Nah… don’t be like that, he would insist, we’re good homies. So she opts to bite her tongue instead.


It is at this point she is more focused on the sky of luminous gray ahead of her (not failing to notice the lines of the LA cityline poking the bottom of the atmosphere), tuning out his rambles and pretense of friendship. He sure talked a bit too familiarly when they were only ex-classmates from years ago. Dreary clouds are nicer to pay attention to, now that someone right next to her is barging in with a type of clarity that grates on her mind. She frowns. Perhaps moving into Los Angeles after graduating wouldn’t be a good idea if random people would try to talk to her like this while she was walking. Places that are too quiet are equally grating…

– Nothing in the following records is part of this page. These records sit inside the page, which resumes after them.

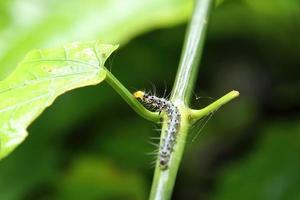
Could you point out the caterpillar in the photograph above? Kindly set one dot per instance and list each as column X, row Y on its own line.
column 173, row 124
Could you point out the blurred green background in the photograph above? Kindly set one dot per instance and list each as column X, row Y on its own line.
column 91, row 145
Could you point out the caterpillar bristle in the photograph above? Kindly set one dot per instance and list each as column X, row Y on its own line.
column 173, row 124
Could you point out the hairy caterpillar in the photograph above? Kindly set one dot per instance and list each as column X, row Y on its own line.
column 173, row 124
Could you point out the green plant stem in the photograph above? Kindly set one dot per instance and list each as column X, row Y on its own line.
column 198, row 114
column 164, row 180
column 191, row 53
column 128, row 97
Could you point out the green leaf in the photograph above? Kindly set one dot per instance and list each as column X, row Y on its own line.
column 42, row 76
column 43, row 24
column 270, row 171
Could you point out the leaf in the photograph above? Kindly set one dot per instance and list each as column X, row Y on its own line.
column 40, row 24
column 42, row 76
column 271, row 171
column 91, row 178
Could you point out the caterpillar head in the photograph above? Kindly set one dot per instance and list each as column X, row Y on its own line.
column 139, row 95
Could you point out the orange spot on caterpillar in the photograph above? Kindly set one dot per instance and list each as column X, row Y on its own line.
column 139, row 95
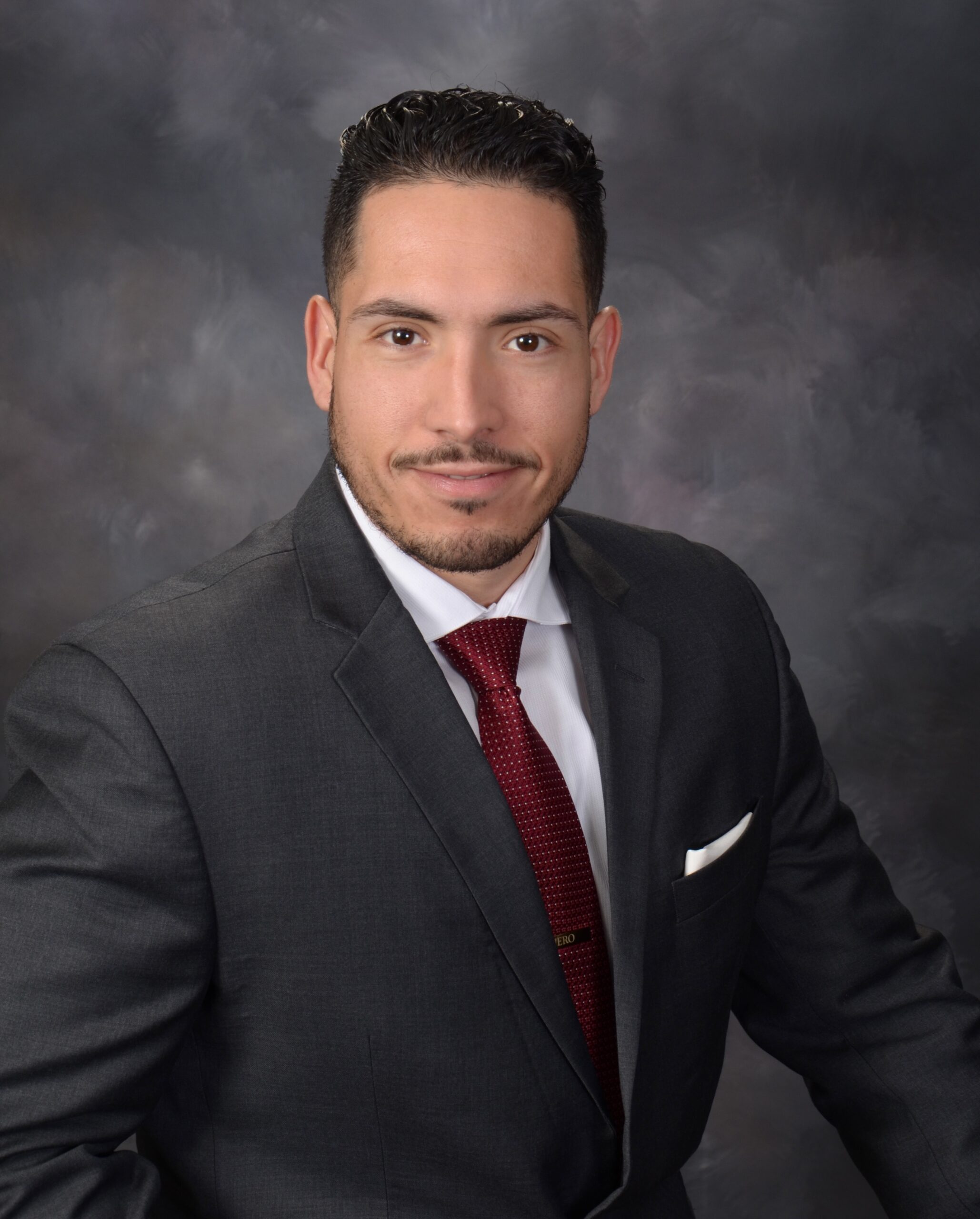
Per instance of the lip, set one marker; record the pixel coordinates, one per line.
(489, 483)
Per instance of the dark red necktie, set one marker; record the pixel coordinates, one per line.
(487, 652)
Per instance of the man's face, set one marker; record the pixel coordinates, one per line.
(463, 373)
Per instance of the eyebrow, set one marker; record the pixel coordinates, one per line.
(540, 311)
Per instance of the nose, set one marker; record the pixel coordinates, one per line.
(466, 400)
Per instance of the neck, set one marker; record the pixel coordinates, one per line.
(486, 588)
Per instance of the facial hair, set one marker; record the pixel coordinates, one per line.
(476, 550)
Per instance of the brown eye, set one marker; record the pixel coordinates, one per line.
(530, 343)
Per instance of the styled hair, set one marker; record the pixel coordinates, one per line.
(463, 134)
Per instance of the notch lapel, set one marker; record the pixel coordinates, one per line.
(621, 663)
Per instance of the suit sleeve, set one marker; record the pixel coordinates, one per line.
(106, 940)
(846, 989)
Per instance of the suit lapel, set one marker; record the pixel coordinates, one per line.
(622, 669)
(395, 686)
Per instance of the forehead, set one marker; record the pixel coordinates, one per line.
(472, 244)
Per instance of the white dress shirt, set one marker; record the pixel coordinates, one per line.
(549, 673)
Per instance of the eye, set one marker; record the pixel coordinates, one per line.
(530, 343)
(401, 337)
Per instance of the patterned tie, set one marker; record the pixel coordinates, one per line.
(487, 652)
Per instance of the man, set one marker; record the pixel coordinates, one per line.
(409, 859)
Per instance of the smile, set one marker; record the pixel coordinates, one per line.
(445, 484)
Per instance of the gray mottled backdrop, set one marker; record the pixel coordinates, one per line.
(794, 192)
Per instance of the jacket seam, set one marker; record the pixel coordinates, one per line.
(840, 1030)
(210, 1120)
(380, 1133)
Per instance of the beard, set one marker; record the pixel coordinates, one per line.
(477, 549)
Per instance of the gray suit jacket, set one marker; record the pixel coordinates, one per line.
(262, 901)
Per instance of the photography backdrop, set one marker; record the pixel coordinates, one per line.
(794, 203)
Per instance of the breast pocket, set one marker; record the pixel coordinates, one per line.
(701, 889)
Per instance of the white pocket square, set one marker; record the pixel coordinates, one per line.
(706, 855)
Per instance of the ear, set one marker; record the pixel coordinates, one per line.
(604, 342)
(321, 348)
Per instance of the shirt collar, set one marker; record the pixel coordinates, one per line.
(439, 608)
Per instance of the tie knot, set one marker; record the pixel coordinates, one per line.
(486, 651)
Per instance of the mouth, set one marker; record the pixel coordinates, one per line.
(480, 480)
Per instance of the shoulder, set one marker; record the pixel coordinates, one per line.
(222, 590)
(656, 562)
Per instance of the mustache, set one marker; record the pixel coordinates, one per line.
(480, 451)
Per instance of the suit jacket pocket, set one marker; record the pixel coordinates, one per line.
(701, 889)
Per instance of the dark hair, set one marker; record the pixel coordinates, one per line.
(471, 136)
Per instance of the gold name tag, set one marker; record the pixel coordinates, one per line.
(569, 938)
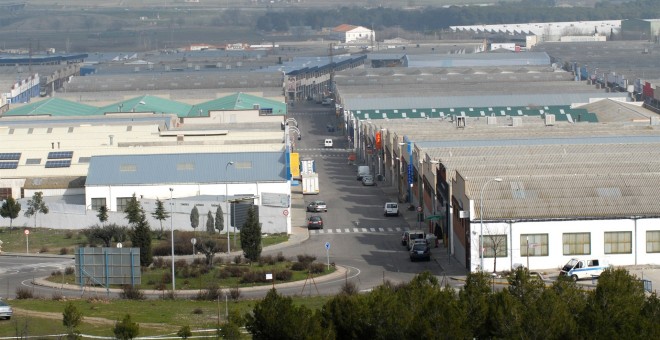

“... anyways, alright—I see my homies over there. See ya.” He bolts and jaywalks across the street to his actual friends, and she does not hesitate to openly roll her eyes. It appears that the sky was to her as she were to him: convenient distractions, even if they were dreary and bland.


A pivot of the foot to the left to turn to face the front of campus. An autopilot stride forward to the gates. The bell marks the start of the day, reinforcing and fortifying her haze, a constant buzz in the background. It’s obnoxious, but it’s relieving and therapeutic in its own sense. People rush to get past those gates—a blur of scenery that she cannot and does not try to tell apart. She stands still for a moment. Another sigh escapes her lips into faint wisps to join the stratus above her. She has yet to survive what today has to offer.


Unfortunately, today will just become another day. And it’s only a preview of the inevitability of life in the city once she graduates in a couple months.


Today will just become another day for the next four years.